Seit 1961 ist das Lokal in der Hand von Thorsten Wottrichs Familie. Vor sechs Jahren übernahm der 44-Jährige die Alte Post von seinem Vater, gearbeitet hat er hier aber schon mit 26 Jahren als Aushilfe hinter der Theke. Der Besitzer, der bei Gästen und Freunden nur als „Toto“ bekannt ist, begrüßt jeden Besucher persönlich, die meisten mit Namen. Schließlich kennt man sich. „Ich schaue schon automatisch zur Tür, wenn sie sich öffnet.
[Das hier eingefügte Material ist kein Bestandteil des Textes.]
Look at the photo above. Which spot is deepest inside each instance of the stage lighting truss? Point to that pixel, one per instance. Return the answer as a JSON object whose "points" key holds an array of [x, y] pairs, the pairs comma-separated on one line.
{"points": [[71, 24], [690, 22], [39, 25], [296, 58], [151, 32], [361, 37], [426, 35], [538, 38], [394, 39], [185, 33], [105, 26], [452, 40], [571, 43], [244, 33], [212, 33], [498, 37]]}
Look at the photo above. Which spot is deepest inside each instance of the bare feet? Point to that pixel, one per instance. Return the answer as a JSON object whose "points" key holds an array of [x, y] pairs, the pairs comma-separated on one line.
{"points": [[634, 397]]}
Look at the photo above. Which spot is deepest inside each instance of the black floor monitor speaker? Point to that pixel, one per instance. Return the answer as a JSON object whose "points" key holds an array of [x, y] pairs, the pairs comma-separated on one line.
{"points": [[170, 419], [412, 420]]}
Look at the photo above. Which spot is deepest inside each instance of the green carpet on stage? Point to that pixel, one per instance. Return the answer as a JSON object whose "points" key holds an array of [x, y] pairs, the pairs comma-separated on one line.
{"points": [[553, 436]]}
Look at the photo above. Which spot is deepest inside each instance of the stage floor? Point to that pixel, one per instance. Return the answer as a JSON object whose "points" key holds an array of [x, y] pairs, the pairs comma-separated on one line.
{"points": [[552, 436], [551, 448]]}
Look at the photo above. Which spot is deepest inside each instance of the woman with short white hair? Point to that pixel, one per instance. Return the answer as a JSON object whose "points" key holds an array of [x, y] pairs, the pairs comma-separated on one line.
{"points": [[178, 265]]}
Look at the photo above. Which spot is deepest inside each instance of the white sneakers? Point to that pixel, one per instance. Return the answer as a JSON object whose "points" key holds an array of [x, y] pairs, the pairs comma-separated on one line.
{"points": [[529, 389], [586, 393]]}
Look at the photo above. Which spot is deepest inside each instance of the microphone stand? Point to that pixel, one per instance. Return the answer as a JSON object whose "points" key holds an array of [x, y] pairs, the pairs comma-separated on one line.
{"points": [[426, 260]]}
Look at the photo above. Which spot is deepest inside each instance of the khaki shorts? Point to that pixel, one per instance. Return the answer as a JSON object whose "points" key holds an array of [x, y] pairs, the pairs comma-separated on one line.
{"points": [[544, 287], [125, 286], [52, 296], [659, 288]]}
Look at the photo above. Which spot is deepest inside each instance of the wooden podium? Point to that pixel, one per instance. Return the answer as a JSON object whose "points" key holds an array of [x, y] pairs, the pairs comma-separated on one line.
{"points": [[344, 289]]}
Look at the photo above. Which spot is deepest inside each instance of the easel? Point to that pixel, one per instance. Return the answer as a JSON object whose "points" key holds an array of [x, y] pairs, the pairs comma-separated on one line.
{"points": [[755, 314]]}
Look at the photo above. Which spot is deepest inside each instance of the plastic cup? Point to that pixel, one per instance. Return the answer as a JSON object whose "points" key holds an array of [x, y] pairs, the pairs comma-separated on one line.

Nicht nur aus freundlichen Gründen, sondern auch, um aufzupassen, dass kein Gast einfach abhaut, ohne zu bezahlen“, erklärt der Wirt.

Am Wochenende ist jeder Sitz- und Stehplatz in der Ur-Kneipe belegt. An manchen Tagen sei es sogar so voll, dass die Gäste draußen vor der Tür ständen, so Wottrich. Das sei natürlich vor allem im Sommer der Fall.

In der Kneipe hat sich in den vergangenen 50 Jahren nicht viel verändert. Wenn man hinein kommt, ist man direkt an der Theke, links stehen einige Tische, ein großer Flachbildschirm hängt an der Wand. Rechts fällt ein Podest mit Tischen und Stühlen auf. Und schaut man weiter um die Ecke, sieht man noch einen Fernseher sowie einen Darts-Automaten, der direkt vor den Toiletten aufgebaut ist. Jeder, der den Weg dorthin wagt, muss sich vor tief fliegenden Pfeilen in Acht nehmen.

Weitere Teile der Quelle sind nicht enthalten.